This, along with inferior metaprogramming affordances, is the biggest reason pan...

kaitai · on Dec 6, 2020

As someone who is now bouncing back & forth between Python and R on a weekly basis, I've been surprised (after making fun of R sometimes) how much I miss the piping when I leave R for Python. Pandas seems so inflexible by comparison, so nitpicky for little gain. I've been surprised again and again how much dplyr supports near-effortless fluency and productivity.

Never really thought I'd be writing that in a public forum.

epistasis · on Dec 6, 2020

Personally, I think R as a language is absolutely beautiful. The libraries have tons of warts, and many different styles. And there are perhaps too many object orientation systems built on it. But that you could even build multiple object oriented systems points to how powerful the language is.
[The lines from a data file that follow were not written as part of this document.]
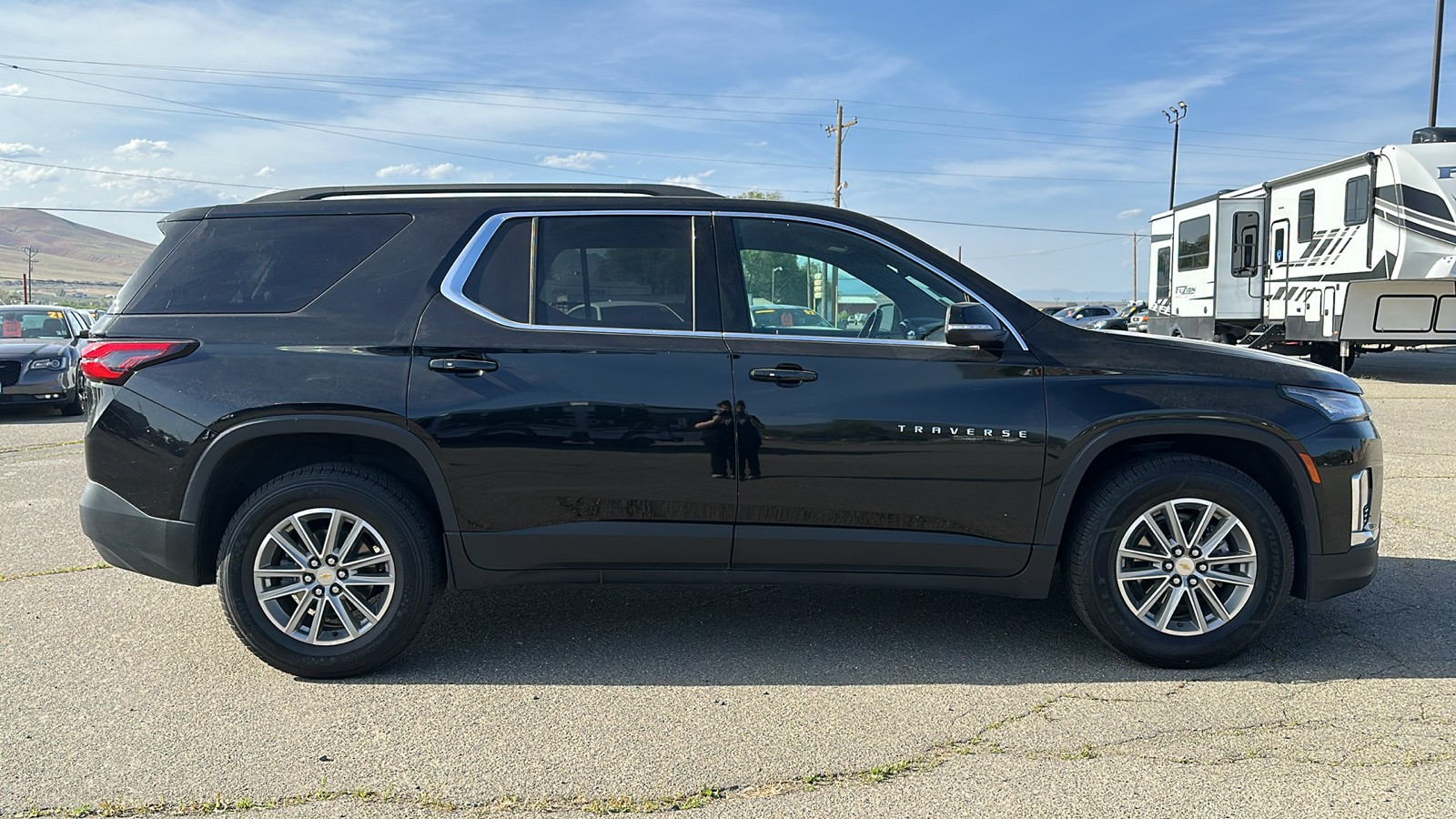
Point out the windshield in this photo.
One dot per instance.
(34, 324)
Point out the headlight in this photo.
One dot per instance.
(1331, 404)
(48, 365)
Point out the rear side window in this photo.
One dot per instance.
(268, 264)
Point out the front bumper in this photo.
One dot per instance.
(128, 538)
(1350, 464)
(40, 389)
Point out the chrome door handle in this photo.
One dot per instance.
(463, 366)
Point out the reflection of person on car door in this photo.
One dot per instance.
(750, 438)
(718, 439)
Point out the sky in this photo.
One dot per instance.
(1026, 138)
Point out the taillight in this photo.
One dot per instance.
(113, 361)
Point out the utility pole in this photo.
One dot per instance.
(1436, 60)
(1176, 114)
(29, 268)
(837, 131)
(1135, 267)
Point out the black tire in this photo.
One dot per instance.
(397, 526)
(1114, 511)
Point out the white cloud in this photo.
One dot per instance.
(19, 149)
(440, 171)
(689, 178)
(143, 147)
(408, 169)
(580, 160)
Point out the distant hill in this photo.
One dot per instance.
(72, 258)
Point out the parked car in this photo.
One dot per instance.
(40, 350)
(334, 402)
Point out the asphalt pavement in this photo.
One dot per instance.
(130, 695)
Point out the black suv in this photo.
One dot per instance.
(334, 402)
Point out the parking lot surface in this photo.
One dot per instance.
(131, 695)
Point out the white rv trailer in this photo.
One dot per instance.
(1347, 257)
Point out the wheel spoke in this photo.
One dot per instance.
(1219, 533)
(1152, 599)
(288, 548)
(1174, 525)
(331, 537)
(318, 622)
(298, 618)
(360, 605)
(1174, 598)
(305, 535)
(1196, 537)
(1158, 533)
(1218, 605)
(283, 592)
(344, 617)
(1225, 577)
(1196, 611)
(363, 561)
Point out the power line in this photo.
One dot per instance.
(137, 175)
(329, 130)
(385, 82)
(718, 159)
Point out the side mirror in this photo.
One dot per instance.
(970, 324)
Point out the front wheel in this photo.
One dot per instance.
(1179, 561)
(329, 570)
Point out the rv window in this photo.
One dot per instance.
(1414, 198)
(1165, 257)
(1193, 244)
(1307, 216)
(1358, 200)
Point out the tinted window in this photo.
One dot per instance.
(1193, 244)
(813, 280)
(1165, 257)
(1358, 200)
(273, 264)
(626, 271)
(1307, 216)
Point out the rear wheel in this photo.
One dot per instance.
(1179, 561)
(329, 570)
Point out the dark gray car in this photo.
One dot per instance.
(40, 349)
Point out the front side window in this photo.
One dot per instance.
(1193, 244)
(1305, 229)
(804, 278)
(606, 271)
(1358, 200)
(1165, 257)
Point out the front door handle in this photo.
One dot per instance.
(784, 375)
(468, 368)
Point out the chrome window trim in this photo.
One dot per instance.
(453, 285)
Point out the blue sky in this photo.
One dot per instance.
(1036, 114)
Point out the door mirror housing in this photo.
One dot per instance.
(972, 324)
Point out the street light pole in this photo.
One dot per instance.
(1176, 114)
(1436, 58)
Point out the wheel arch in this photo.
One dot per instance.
(248, 455)
(1259, 453)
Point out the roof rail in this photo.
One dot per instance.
(584, 188)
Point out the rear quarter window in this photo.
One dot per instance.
(268, 264)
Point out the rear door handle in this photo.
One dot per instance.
(783, 375)
(463, 366)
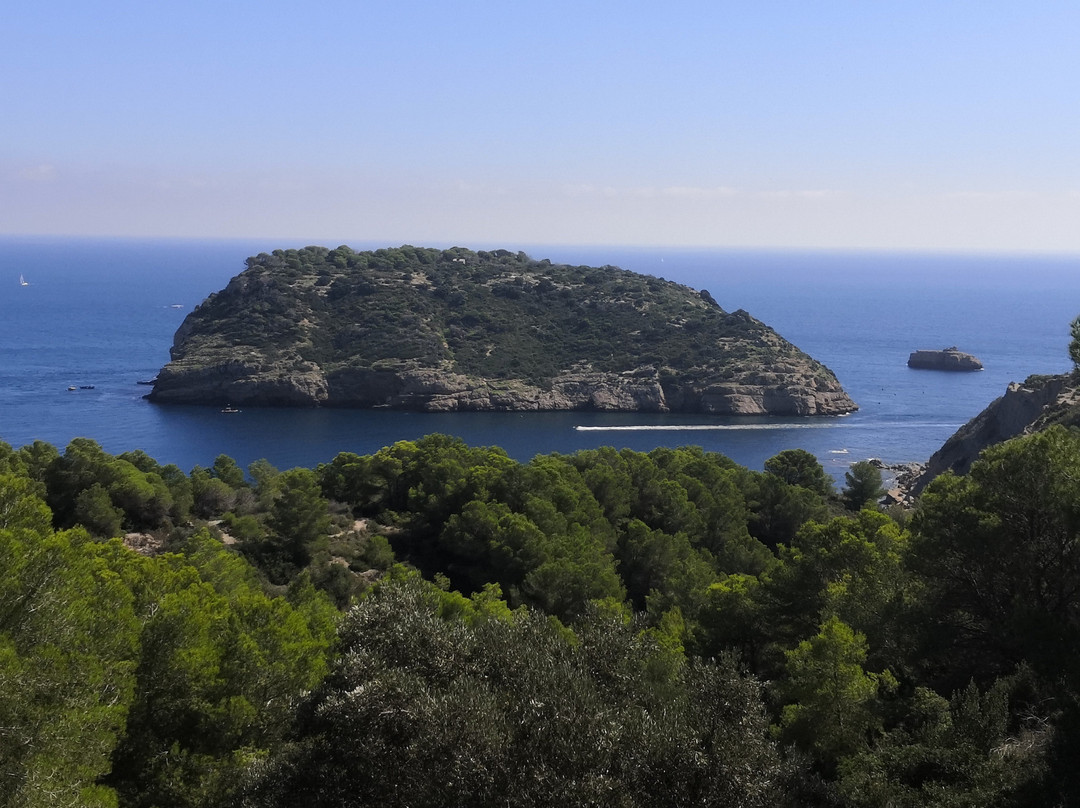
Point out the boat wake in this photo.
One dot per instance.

I think it's functional orientation and the way that for loops are neglected make it seem completely insane to many people. But this is a far smaller fraction of people today than it was in 2000. back then, Java and C++ didn't even have lambdas. Since then, procedural languages have gained a lot the "mind-breaking" functional features of Lisp-derived languages. Python and JavaScript have become far more common. All the things that made the language of R "weird" and unusable to the Java/C++ crowd have been adopted elsewhere.

smabie · on Dec 6, 2020

I'm not an R user, but you should try Julia for data analysis. It seems as flexibility (maybe more) than R, while also having blazing performance.

I do like Pandas concept of row indices, which I know Julia (and I believe, R) lack.

scottlocklin · on Dec 6, 2020

You should try using R; the real world performance is actually better than Julia in every way that matters. Yes, Julia has a better data frame object; that's why we use data.tables().

Also Wes probably got the idea for row indeces from R.

disgruntledphd2 · on Dec 6, 2020

The idea for row indices 100% comes from R, as it's been in S for longer than I've been alive ;)

ekianjo · on Dec 6, 2020

Tbh R's performance is only an issue when you deal with really big datasets. Most of the time R does just fine, and has a lot more libraries that Julia can ever hope to have.

kaitai · on Dec 6, 2020

I have used Julia a bit and really enjoyed it. The only reason I do not use it for work is lack of libraries. I know I could 'be the change I want to see in the world' and contribute, but given the pace of things at work I cannot fit that in on the company dime at this time...

sundarurfriend · on Dec 6, 2020

Could you describe what kind of libraries you found lacking in Julia? I did get a feeling that lots of long-tail stuff was missing, when I was looking through Julia packages some time ago, but only in a vague "this doesn't seem that exhaustive" sense. Knowing what specifically has been found lacking would be useful.

smabie · on Dec 6, 2020

I think the obvious limitations of Python is a big reason, but probably not the main reason why Pandas isn't orthogonal. The reason why Pandas is such an ungodly mess is because it must be, in order to be even halfway efficient. When you do try to compose things, or even have the audacity to use a python lambda or an if statement or whatever, you suddenly suffer a 100x slowdown in performance.

Julia doesn't have these problems, and I've found it so much nicer to use for data analysis. You can even call Python libs, if you really have to.

harryposner · on Dec 6, 2020

Pandas does have the .pipe() method [0], which allows you to put an arbitrary callable in a method chain, but it is a bit more cumbersome than in R.

[0] https://pandas.pydata.org/pandas-docs/stable/reference/api/p...

smabie · on Dec 6, 2020

Except you can't actually use it, because it will kill the performance of your program.